As a leader, you want to do everything you can to ensure that your business has the best shot at success. One step toward accomplishing this goal is to create a business continuity plan, which lists instructions and specific procedures for a company to follow should a disaster strike. A business continuity plan helps an organization quickly regain their business functions after an incident, which could be anything from a fire to a cyberattack.
Creating a Business Continuity Plan
If you’re starting from scratch without a business continuity plan, your first step should be to analyze your business and decide which areas are the most vulnerable. Afterward, you can calculate how much your business would stand to lose if processes should stop for a day or a week. Once you determine key critical functions, you can calculate the limit of acceptable downtime.
Next, you should create a checklist of equipment, key contact information, the location of backup sites, and any other information that would be helpful to have in a single, convenient location in an emergency.
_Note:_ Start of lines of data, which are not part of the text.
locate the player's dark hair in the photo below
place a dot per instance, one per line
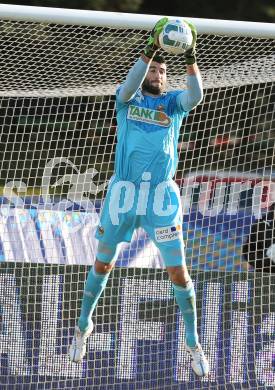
(159, 59)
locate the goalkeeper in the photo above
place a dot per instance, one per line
(142, 192)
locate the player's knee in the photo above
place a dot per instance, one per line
(106, 256)
(103, 268)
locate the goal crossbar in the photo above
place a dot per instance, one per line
(130, 20)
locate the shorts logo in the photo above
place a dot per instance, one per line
(100, 230)
(168, 233)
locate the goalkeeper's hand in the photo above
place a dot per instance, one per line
(152, 44)
(190, 54)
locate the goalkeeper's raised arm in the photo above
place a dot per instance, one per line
(139, 76)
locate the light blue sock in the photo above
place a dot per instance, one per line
(186, 299)
(94, 286)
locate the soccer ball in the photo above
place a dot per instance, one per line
(175, 37)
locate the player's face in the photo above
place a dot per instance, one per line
(155, 81)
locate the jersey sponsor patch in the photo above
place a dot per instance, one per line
(168, 233)
(148, 115)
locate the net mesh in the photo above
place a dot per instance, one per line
(57, 145)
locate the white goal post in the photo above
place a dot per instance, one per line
(59, 69)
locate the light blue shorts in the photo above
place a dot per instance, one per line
(155, 209)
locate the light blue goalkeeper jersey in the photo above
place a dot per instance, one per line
(148, 132)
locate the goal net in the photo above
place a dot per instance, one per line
(59, 72)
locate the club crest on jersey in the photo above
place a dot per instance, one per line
(148, 115)
(168, 233)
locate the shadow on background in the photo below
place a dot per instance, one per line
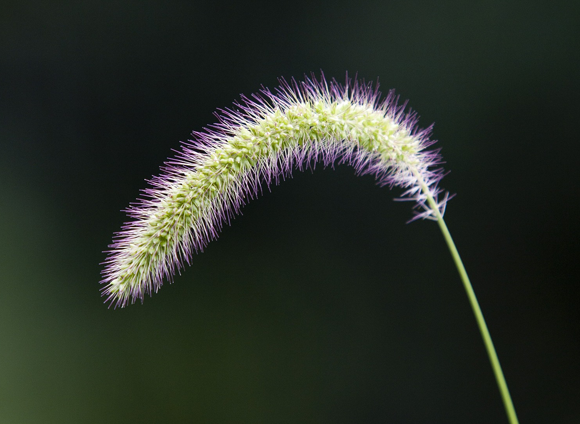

When you develop your plan, see if you can speak with anyone who has successfully guided their organization through a disaster. They may be able to offer you valuable advice regarding what did and did not work for their business.
Test Your Plan
Having a business continuity plan is great, but you will never truly know if it will work unless you actually test it. When you do a trial run, don’t just go with an easy scenario. Doing the bare minimum will not create a strong plan, but going above and beyond in creating a complex situation will. Testing your plan can take place at a table where the team examines it closely, or team members can perform a structured walk-through. Experts suggest implementing disaster simulation testing annually.
Review and Update Your Plan
Business continuity plans require significant time and effort. If you fail to review and update your plan regularly, all of that effort will go to waste! During any given period of time, your business will see changes such as staff turnover or updates to technology. Remaining flexible is highly important. Simply having a plan in place is not good enough. Your strategy needs to be tested and updated on a regular basis.